Nei supermercati italiani, e in tutta Europa, compaiono sempre più spesso frutta e verdura provenienti da paesi dove le regole sono molto meno stringenti. Un esempio clamoroso è l’uva indiana, che arriva sui nostri scaffali in primavera, ben prima della stagione dell’uva italiana, per soddisfare la richiesta di consumatori impazienti. Ma quell’uva, così come molti altri prodotti importati, può essere trattata con pesticidi vietati nei nostri campi: fitofarmaci che in Europa non possono più essere usati da anni perché considerati troppo pericolosi.

Il paradosso è evidente: ciò che non possiamo più produrre qui, lo importiamo senza problemi, a patto che i residui non superino certe soglie. Ma i controlli sono a campione, le maglie larghe, e la coerenza delle nostre regole va in frantumi.

Chi ci guadagna? Le multinazionali dell’agrochimica

A trarre vantaggio da questa situazione sono soprattutto le grandi aziende chimico-farmaceutiche: Bayer, BASF, Syngenta (ora ChemChina), Corteva, FMC, Sumitomo. Questi colossi, spesso con sede proprio in Europa, continuano a produrre e vendere all’estero quei pesticidi che qui sono vietati. Il business è miliardario: secondo dati ufficiali, il 75% dei pesticidi vietati in UE viene esportato verso paesi a basso reddito come Brasile, India, Kenya, Sudafrica, ma anche verso Russia, Ucraina, Argentina, Messico, Vietnam, Marocco, Senegal, Ghana e altri.

Non solo: alcune aziende italiane come Finchimica e Sipcam Oxon sono state coinvolte nell’export di sostanze come trifluralin, ethalfluralin e atrazina, vietate in UE ma ancora largamente usate altrove.

Un commercio globale distorto

Questa pratica ha effetti devastanti sul commercio agricolo globale:

Competizione sleale: I produttori extra-UE possono utilizzare pesticidi più efficaci e meno costosi, ottenendo raccolti più abbondanti e prezzi più bassi. Gli agricoltori europei, invece, sono penalizzati due volte: devono rispettare regole severe e subiscono la concorrenza di prodotti trattati con sostanze che a loro sono vietate.

Ritorno dei residui: I pesticidi vietati possono rientrare in Europa come residui nei prodotti importati, esponendo i consumatori a rischi che la normativa interna vorrebbe evitare.

Danni ambientali e sanitari nei paesi destinatari: L’uso di pesticidi vietati nei paesi importatori causa gravi danni alla salute delle popolazioni locali, all’ambiente e mina lo sviluppo di pratiche agricole sostenibili.

Ostacolo all’agroecologia: L’esportazione di pesticidi vietati scoraggia la transizione globale verso modelli agricoli più sostenibili e perpetua la dipendenza da sostanze chimiche pericolose.

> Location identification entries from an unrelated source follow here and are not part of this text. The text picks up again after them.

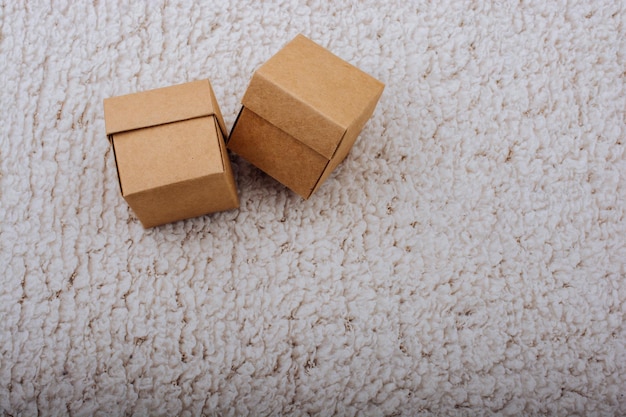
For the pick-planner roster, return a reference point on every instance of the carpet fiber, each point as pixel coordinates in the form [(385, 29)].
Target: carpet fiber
[(467, 258)]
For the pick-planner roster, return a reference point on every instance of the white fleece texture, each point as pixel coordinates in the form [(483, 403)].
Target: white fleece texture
[(468, 257)]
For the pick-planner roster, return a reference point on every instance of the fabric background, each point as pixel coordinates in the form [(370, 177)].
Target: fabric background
[(467, 258)]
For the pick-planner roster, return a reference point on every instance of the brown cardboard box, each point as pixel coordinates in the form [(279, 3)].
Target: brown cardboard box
[(302, 112), (169, 149)]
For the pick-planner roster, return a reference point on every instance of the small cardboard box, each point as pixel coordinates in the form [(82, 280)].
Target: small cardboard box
[(301, 114), (169, 149)]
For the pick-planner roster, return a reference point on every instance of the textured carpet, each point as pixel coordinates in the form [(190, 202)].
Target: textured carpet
[(467, 258)]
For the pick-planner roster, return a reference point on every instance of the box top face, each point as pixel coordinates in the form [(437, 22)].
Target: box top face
[(166, 154), (311, 94), (159, 106)]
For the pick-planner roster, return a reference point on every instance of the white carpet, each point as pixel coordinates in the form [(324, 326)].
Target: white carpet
[(467, 258)]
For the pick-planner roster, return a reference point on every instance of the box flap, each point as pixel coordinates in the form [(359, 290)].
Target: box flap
[(160, 106), (311, 94), (158, 156)]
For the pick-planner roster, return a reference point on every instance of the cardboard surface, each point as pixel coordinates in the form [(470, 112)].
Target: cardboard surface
[(277, 153), (311, 94), (170, 154), (302, 112)]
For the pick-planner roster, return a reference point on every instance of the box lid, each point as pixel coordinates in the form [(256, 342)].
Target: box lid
[(311, 94), (161, 106)]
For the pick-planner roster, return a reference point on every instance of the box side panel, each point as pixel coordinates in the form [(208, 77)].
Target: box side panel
[(349, 139), (159, 106), (327, 83), (293, 115), (184, 200), (277, 153)]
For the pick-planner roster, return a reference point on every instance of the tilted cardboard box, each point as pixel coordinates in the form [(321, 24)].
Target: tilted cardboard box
[(169, 150), (301, 114)]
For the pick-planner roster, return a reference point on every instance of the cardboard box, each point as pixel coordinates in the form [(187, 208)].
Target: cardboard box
[(301, 114), (169, 149)]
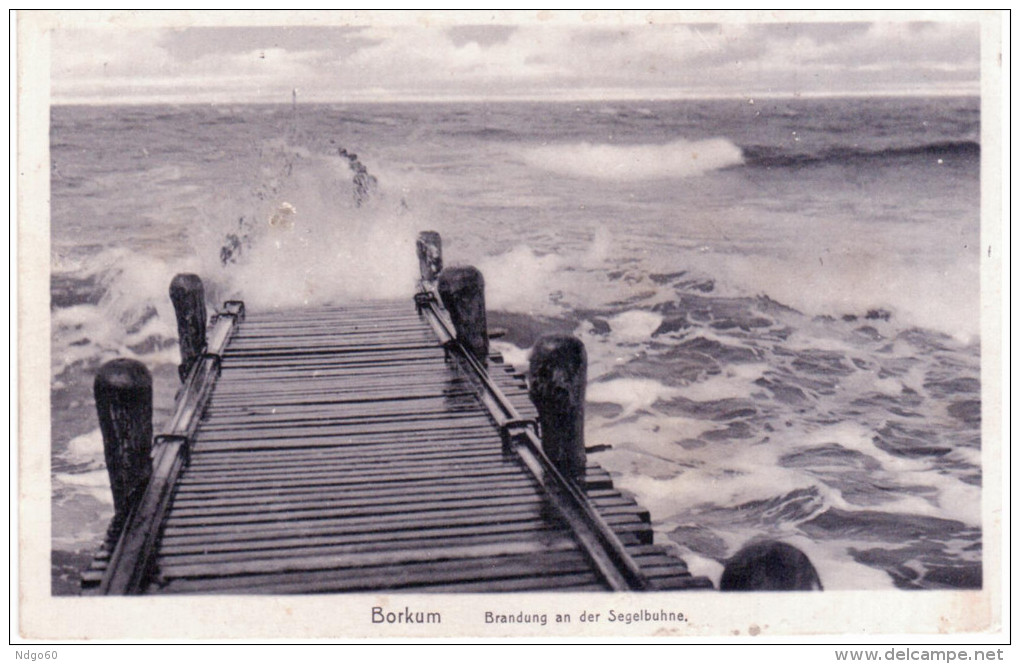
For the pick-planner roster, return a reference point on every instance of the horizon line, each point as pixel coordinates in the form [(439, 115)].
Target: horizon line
[(404, 99)]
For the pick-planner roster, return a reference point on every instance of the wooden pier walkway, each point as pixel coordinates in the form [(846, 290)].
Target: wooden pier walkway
[(364, 448)]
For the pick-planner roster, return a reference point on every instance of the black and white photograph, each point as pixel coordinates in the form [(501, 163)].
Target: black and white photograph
[(673, 307)]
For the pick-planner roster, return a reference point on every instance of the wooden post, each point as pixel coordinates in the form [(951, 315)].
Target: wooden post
[(557, 378), (769, 566), (188, 296), (463, 293), (123, 403), (429, 255)]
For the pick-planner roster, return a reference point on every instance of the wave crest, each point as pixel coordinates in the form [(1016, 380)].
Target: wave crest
[(635, 162)]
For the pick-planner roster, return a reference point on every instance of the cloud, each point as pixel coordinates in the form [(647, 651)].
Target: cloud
[(417, 60)]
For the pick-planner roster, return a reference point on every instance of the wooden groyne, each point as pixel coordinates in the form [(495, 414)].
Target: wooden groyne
[(378, 446)]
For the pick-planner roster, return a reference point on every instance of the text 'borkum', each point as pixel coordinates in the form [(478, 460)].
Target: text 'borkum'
[(406, 616)]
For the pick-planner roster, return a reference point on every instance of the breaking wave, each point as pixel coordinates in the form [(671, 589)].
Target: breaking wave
[(635, 162)]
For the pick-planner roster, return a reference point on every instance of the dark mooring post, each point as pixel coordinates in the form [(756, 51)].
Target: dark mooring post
[(557, 378), (429, 255), (463, 293), (188, 296), (123, 404), (769, 566)]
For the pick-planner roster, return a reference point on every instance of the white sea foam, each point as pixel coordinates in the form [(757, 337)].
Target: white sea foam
[(634, 162), (631, 394), (634, 325)]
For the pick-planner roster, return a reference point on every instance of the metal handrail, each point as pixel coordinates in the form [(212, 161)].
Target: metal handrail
[(133, 556), (596, 537)]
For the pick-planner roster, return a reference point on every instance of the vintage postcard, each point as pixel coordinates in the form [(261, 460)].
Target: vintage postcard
[(510, 324)]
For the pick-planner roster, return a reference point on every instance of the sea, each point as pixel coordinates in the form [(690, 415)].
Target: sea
[(779, 298)]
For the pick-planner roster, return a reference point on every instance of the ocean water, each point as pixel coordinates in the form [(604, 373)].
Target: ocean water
[(779, 298)]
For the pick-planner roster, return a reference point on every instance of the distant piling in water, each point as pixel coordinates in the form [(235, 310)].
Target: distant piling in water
[(770, 566), (463, 293), (558, 377), (429, 248), (122, 390), (188, 295)]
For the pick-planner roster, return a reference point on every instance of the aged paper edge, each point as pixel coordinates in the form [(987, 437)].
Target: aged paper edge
[(839, 615)]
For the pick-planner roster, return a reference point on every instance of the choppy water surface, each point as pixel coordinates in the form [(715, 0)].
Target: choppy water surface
[(779, 298)]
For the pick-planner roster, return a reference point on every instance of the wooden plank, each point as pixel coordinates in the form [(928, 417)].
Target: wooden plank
[(269, 549), (173, 569), (342, 457), (379, 511), (350, 440), (339, 525), (366, 467), (355, 508), (392, 576), (396, 475), (187, 496), (363, 541)]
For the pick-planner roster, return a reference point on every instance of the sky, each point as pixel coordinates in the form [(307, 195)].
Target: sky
[(486, 57)]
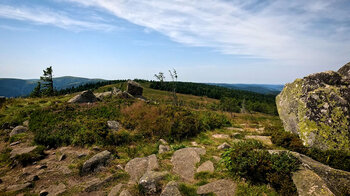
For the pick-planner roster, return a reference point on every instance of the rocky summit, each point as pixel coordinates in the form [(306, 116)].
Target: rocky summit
[(317, 109)]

Il doppio standard della UE: una tutela solo di facciata

L’Unione Europea, con questa doppia morale, tradisce sia i suoi cittadini che i suoi agricoltori. Da un lato si erge a paladina della sicurezza alimentare e della sostenibilità, dall’altro permette che le sue stesse aziende esportino veleni in paesi meno protetti, per poi reimportarli sulle tavole europee sotto forma di residui nei prodotti agricoli.

Il tutto in nome del profitto di pochi, a scapito della salute di molti e della credibilità delle istituzioni.

Una scelta che parte dal carrello

La soluzione non può essere solo normativa, ma deve coinvolgere anche la consapevolezza dei consumatori. Scegliere prodotti di stagione, di filiera corta, italiani o europei, è oggi un atto di responsabilità. È il modo più efficace per premiare chi rispetta le regole e per difendere la nostra salute e il nostro ambiente.

Ma serve anche un cambio di rotta politico: l’Europa deve vietare non solo l’uso, ma anche la produzione e l’export di pesticidi vietati, come già chiedono molte organizzazioni internazionali e come già avviene per altre sostanze pericolose (come le armi chimiche).

Solo così si potrà parlare davvero di sicurezza alimentare e di tutela dei consumatori e degli agricoltori europei.